Fetch Data from the World Bank International Debt Statistics (IDS) API
Source:R/ids_get.R
ids_get.Rd
Retrieves standardized debt statistics from the World Bank's International Debt Statistics (IDS) database, which provides comprehensive data on the external debt of low and middle-income countries. The function handles country identification, data validation, and unit standardization, making it easier to conduct cross-country debt analysis and monitoring.
Usage
ids_get(
geographies,
series,
counterparts = "WLD",
start_date = 2000,
end_date = NULL,
progress = FALSE
)
Arguments
- geographies
A character vector of geography identifiers representing debtor countries and aggregates. Must use
geography_id
from ids_list_geographies:For individual countries, use ISO3C codes (e.g., "GHA" for Ghana)
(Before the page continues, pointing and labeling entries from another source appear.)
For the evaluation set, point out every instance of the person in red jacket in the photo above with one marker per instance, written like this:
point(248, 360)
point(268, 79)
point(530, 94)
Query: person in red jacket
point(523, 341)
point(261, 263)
For aggregates, use World Bank codes (e.g., "LIC" for low income countries) The IDS database covers low and middle-income countries and related aggregates only. Cannot contain NA values.
- series
A character vector of debt statistics series identifiers that must match the
series_id
column from ids_list_series. Each series represents a specific debt statistic (e.g., "DT.DOD.DECT.CD" for total external debt stocks, "DT.TDS.DECT.CD" for debt service payments). Cannot contain NA values.- counterparts
A character vector of creditor identifiers that must match the
counterpart_id
column from ids_list_counterparts. The default "WLD" returns aggregated global totals across all creditors. Common options:"WLD" - World total (aggregated across all creditors)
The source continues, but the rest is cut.